How on earth do you add a picture....?? would love to add Vctor/Rabbits pic...he has a Beautiful head..(okay beauty is in the eye of the beholder)...but I seriously thought about keeping this little guy in "tact" when he was dropped off at my farm...but alas, i knew that I did not have the time to properly promote him, and wasn't in need of a stallion...but he is reaaallllyyy nice, and I know the idiot previous owner paid a great deal for him...but above and beyond that .....he's just awsome...even dirt covered, and looking like a wooly mammouth..lol


----------



## Lacey (Oct 1, 2005)

Thank you so much Suzy



!

Liz, I am sorry I don't have anything current of Luke. After he was weaned (last year) he was exported to New Zealand (he is showing over there and does exceptionally well including winning the best head class quite often). I agree, the head does look a bit odd but the bulge type of thing he has going on did flatten out (he looks "normal" now).

This is the only other picture I really have of his head, shown at any earlier age. The Liz M. picture I posted above was taken of him at 1 month old or so this picture was taken of him at a few days old.


----------



## wiccanz (Oct 1, 2005)

Hey Lacey

I'm going down to Luke's NZ owner's farm tomorrow, so will get a chance to see him. Their Website is www.bluegables.co.nz

It's offline at the moment, so they may be updating photos right now.


----------



## Mijke (Oct 1, 2005)

Nice heads everybody!

Here's one of ours, not groomed at all.

Our perlino mare PK Magnolia's Highlight Alibi:


----------



## rabbitsfizz (Oct 1, 2005)

This is Princess- one of my senior mares.
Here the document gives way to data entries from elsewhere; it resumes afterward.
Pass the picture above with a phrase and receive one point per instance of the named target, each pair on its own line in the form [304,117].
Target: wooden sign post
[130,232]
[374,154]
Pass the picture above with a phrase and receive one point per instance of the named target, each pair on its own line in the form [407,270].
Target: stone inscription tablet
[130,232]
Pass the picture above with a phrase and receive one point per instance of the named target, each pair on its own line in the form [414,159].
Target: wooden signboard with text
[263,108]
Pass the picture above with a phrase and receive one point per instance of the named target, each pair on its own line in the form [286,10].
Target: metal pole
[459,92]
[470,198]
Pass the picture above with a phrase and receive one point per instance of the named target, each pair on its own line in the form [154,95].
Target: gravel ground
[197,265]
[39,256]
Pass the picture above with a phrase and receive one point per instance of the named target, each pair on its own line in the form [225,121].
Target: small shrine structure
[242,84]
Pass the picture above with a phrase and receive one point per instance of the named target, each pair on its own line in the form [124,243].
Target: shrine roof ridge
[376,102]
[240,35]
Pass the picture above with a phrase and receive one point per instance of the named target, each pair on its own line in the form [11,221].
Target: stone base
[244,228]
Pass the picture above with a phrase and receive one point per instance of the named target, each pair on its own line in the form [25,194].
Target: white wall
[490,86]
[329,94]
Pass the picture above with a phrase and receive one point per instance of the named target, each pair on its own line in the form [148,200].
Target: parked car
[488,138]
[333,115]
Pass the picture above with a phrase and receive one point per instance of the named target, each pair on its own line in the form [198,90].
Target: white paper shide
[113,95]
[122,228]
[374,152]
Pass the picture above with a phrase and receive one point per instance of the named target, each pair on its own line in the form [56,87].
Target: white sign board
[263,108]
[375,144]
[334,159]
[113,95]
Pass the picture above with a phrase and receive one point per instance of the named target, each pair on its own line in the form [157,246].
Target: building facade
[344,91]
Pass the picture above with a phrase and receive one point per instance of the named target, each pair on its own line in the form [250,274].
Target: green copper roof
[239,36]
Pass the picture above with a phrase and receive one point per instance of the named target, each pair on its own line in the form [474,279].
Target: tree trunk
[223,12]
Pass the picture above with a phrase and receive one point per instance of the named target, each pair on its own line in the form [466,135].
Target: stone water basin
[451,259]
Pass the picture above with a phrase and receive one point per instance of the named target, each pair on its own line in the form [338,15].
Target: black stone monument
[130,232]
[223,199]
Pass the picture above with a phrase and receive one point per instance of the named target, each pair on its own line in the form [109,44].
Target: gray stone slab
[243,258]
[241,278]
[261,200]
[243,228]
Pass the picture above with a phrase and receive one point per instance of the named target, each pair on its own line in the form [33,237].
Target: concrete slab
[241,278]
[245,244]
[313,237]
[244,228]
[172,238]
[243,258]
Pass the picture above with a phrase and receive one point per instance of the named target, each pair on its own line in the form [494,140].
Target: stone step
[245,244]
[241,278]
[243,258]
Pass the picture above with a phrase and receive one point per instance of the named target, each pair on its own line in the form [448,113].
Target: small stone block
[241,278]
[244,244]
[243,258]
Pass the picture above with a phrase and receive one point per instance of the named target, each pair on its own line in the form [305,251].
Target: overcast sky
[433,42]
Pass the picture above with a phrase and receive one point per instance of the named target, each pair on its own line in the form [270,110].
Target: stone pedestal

I bred her

and I bred her dam and grand dam so I'm rather proud

of her!! She has what I call a "romantic" head- having bred

Arabs for many years I am a little fussy about what I label

"Arab" or even "Araby"- especially as I have also had a lot

of Welsh Mountain ponies!!

They have lovely dishy heads but they are NOT Arabs!!
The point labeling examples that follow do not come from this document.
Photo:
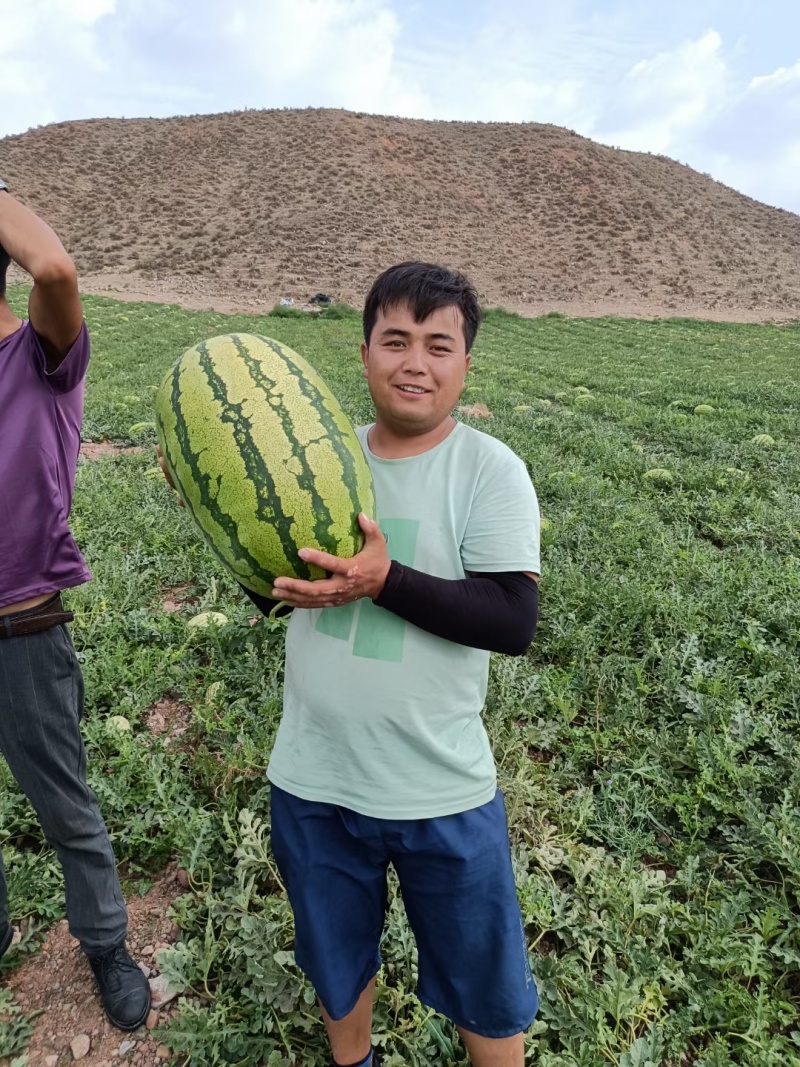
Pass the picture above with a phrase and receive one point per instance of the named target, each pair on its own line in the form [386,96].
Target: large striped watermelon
[264,457]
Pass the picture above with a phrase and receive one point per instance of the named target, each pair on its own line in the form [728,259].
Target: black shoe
[6,936]
[124,990]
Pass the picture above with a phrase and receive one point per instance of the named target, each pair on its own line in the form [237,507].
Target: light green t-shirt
[379,715]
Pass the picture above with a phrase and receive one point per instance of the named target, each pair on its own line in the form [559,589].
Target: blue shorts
[458,887]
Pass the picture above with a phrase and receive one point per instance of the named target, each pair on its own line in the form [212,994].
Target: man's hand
[351,579]
[162,464]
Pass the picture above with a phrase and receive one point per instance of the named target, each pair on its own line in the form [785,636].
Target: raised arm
[54,306]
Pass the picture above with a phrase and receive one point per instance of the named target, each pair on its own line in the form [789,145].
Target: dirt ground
[59,982]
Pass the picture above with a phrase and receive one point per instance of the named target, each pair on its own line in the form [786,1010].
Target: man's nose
[415,359]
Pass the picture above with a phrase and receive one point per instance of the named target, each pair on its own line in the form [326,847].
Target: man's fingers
[290,588]
[324,560]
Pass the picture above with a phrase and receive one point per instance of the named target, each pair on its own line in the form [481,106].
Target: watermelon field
[649,744]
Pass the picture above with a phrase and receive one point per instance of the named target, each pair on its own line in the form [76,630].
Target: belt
[43,617]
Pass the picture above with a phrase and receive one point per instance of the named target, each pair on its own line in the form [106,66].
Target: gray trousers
[41,709]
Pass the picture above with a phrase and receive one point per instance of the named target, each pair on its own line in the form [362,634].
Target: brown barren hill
[236,210]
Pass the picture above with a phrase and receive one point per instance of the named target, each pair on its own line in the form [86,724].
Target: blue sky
[715,84]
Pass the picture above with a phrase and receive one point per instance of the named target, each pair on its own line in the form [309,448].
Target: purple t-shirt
[41,417]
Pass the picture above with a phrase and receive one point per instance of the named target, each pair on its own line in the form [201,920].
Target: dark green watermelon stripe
[269,502]
[325,416]
[307,479]
[203,481]
[181,491]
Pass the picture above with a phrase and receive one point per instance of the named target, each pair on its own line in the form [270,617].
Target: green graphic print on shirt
[380,716]
[379,635]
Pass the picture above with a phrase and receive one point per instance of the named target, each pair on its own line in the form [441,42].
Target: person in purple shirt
[43,366]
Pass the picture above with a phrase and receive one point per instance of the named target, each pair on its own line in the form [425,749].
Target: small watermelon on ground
[660,476]
[264,457]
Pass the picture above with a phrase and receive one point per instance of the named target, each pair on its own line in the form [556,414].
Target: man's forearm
[31,242]
[493,611]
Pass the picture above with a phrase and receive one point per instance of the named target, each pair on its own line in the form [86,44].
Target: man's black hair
[4,260]
[424,288]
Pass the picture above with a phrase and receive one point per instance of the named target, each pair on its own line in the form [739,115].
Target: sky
[714,83]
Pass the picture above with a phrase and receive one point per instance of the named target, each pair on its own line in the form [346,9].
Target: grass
[648,744]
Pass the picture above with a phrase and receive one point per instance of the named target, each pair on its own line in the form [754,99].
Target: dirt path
[59,982]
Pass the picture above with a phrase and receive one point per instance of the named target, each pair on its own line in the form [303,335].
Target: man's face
[416,370]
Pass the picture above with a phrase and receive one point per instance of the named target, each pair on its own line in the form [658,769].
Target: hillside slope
[242,208]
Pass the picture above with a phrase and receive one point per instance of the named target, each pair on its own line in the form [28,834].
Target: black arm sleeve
[493,611]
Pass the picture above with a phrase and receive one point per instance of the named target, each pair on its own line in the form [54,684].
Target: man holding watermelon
[43,364]
[381,757]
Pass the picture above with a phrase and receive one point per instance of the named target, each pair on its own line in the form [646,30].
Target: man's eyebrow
[396,332]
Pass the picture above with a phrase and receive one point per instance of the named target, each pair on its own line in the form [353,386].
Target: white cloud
[779,78]
[666,98]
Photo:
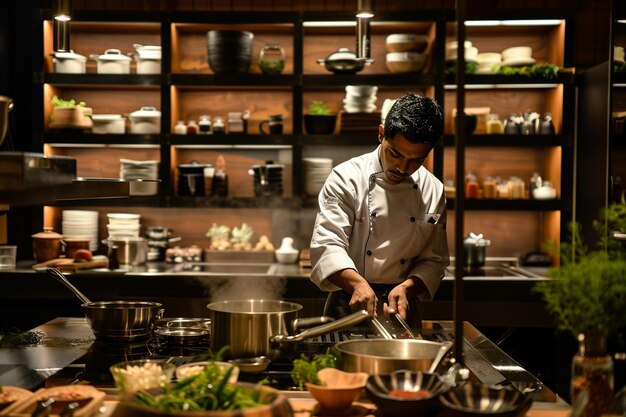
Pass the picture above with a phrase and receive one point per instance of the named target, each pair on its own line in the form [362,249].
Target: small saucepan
[115,320]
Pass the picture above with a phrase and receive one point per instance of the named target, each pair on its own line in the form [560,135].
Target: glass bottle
[204,125]
[592,372]
[180,128]
[272,59]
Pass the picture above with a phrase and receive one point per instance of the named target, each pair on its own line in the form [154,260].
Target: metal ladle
[58,275]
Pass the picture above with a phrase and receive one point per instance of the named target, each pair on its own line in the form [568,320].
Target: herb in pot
[305,369]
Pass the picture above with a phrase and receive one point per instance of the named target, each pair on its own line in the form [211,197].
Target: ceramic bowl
[474,399]
[406,393]
[339,390]
[142,374]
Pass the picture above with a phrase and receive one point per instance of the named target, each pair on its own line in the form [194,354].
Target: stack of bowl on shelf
[123,225]
[316,171]
[406,52]
[81,224]
[140,170]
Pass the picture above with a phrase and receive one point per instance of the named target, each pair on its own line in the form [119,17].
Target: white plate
[518,62]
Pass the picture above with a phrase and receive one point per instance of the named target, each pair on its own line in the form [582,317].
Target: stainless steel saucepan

Sorry about the size- photobucket does exactly as it pleases-

it will probably go smaller later on!!- This mare is a broodmare,

by the way, this was taken in the field, no grooming at all,

I just had a photographer there and I had no pictures of her.

I would not DARE to ask her to "pose"


----------



## Jill (Oct 1, 2005)

Well, I like the heads on all my horses. They are all pretty in their own ways. I think though that the one most people would find the prettiest and most araby would be the one on Erica's Gone and DunIT (Nat'l Top 10 weanling colt). DunIT's got the biggest eyes, too.














​


----------



## strass (Oct 1, 2005)

I think this old thing has an OK head...


----------



## Tami (Oct 1, 2005)

This is my filly Oak Parks Oh My. She is a Double Destiny and Bond Rollback granddaughter.


----------



## Tobey (Oct 1, 2005)

I love nice heads too (who doesn't



) Here's a few I like, none are groomed either. (A couple have just sold in the past month )

This is Silver






And two of Silver's babies:











This is Susie






And Susie's filly


----------



## ChrystalPaths (Oct 1, 2005)

There are some wonderful horses in this thread.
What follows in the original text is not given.